Regulators to Study use of Composite Scores in Drug Advertising

Posted 22 August 2012 | By Alexander Gaffney, RAC 

Regulators at the US Food and Drug Administration (FDA) are planning to conduct a study on consumers' understanding of composite endpoint scores used in direct-to-consumer (DTC) advertising.

Composite scores are essentially a collection of clinical endpoints combined into a single overall score. An allergy drug might, explains FDA, use a composite score that measures a patient's runny nose, congestion, nasal itchiness and sneezing.

Do Consumers Understand What a Composite Score Is?

The study, announced in a 22 August Federal Register posting, is intended to assess whether patients understand that though a drug may have a better composite score than a competitor's product, it is not necessarily better in every single area reflected in its composite score. For instance, one hypothetical allergy drug might have a higher overall composite score, but its competitor could still be better at treating a patient's nasal congestion.

"Because most DTC prescription drug ads do not explicitly state that they used composite scores to demonstrate efficacy or they provide little explanation of how these scores are calculated, it is also important to understand whether consumers recognize how composite scores are used for measuring drug efficacy," FDA wrote.

The agency acknowledged that prior research in the area is "scant," and its own preliminary research found that public knowledge of both the term and its use was minimal at best.
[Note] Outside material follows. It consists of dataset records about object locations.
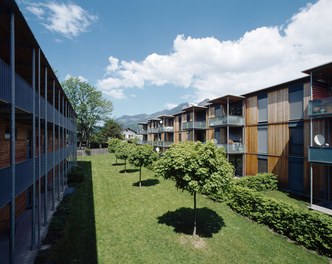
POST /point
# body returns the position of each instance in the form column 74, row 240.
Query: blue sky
column 149, row 55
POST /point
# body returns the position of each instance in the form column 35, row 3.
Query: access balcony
column 320, row 108
column 320, row 155
column 167, row 129
column 193, row 125
column 154, row 130
column 235, row 148
column 230, row 120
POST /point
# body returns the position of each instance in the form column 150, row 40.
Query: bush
column 309, row 228
column 259, row 182
column 76, row 175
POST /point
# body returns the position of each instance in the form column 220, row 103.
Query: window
column 262, row 164
column 295, row 96
column 296, row 139
column 262, row 140
column 262, row 108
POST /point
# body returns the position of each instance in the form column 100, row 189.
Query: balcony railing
column 320, row 155
column 226, row 121
column 167, row 129
column 142, row 131
column 235, row 148
column 193, row 125
column 320, row 107
column 24, row 96
column 153, row 130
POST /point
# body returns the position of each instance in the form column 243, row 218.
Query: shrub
column 309, row 228
column 76, row 175
column 259, row 182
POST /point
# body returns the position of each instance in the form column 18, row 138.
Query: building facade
column 37, row 132
column 285, row 129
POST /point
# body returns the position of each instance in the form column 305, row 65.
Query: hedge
column 259, row 182
column 309, row 228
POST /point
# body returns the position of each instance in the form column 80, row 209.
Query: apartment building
column 37, row 134
column 285, row 129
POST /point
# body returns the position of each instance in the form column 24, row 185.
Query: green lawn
column 111, row 220
column 286, row 197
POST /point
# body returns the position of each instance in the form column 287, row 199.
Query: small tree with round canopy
column 123, row 151
column 196, row 168
column 142, row 156
column 113, row 144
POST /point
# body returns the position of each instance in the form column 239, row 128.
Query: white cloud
column 81, row 78
column 170, row 106
column 260, row 58
column 69, row 20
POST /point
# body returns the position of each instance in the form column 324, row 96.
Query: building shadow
column 208, row 221
column 147, row 183
column 79, row 240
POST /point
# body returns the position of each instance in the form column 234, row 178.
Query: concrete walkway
column 23, row 252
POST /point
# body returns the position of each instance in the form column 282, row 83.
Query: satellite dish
column 319, row 140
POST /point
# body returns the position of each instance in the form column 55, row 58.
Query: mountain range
column 131, row 121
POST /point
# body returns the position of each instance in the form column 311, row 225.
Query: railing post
column 45, row 150
column 33, row 220
column 12, row 140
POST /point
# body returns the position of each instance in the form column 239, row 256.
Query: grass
column 287, row 198
column 111, row 220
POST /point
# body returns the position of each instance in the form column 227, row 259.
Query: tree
column 196, row 168
column 88, row 104
column 123, row 151
column 143, row 155
column 113, row 144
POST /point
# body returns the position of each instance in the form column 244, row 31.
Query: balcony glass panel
column 224, row 121
column 167, row 129
column 320, row 107
column 235, row 148
column 320, row 155
column 193, row 125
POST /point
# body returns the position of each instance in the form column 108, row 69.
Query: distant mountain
column 127, row 121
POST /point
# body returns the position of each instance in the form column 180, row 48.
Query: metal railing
column 193, row 125
column 226, row 120
column 235, row 148
column 320, row 107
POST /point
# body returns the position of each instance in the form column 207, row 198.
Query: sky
column 150, row 55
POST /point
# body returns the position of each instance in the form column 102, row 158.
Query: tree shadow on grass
column 147, row 183
column 118, row 164
column 129, row 171
column 208, row 221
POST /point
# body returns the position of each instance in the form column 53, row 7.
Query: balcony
column 142, row 131
column 153, row 130
column 193, row 125
column 167, row 129
column 320, row 108
column 230, row 120
column 235, row 148
column 142, row 142
column 320, row 155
When FDA informed its study group about what composite scores were, it said participants fell into one of two groups: those who said they would appreciate drug advertising including information about the composite score, and those who felt that the ads already provided sufficient information to inform their choices.

Under its newly proposed study, FDA said it plans to explore whether consumers are aware of how a drug's efficacy is measured, whether they understand a composite score, whether advertising that uses a composite score skews a person's perception of a drug and how different presentations of a composite score might affect a consumer's perception of a drug.

Composite Scores 'Like a Decathlon'

These questions will be split into two separate studies, FDA said. The first will involve a 1,600-person Internet survey assessing understanding of composite scores and what they mean for a drug's safety and effectiveness, with a particular focus on patients who may not be well educated. The second study will involve 1,602 subjects and will include three different presentations of information: an ad with no information about a composite endpoint, a list of symptoms treated by the drug that make up the composite endpoint, and an explicit definition of a composite score.

Half of the group will also be given an educational intervention, which FDA said should allow it to see if consumers receiving a plain explanation of the information from a presenter effects comprehension of the score. FDA said it plans to use the example of a decathlon to illustrate the concept for study participants.

"In that event, athletes compete in 10 events, such as the long jump, the shot put, and the 50-yard dash.  An athlete may not win all events, but if he or she wins some and performs well enough in others, he or she may be the winner based on a combination of scores for each event," explained FDA.

The study is expected to take 1,519 hours to complete. No information about its anticipated start date was provided.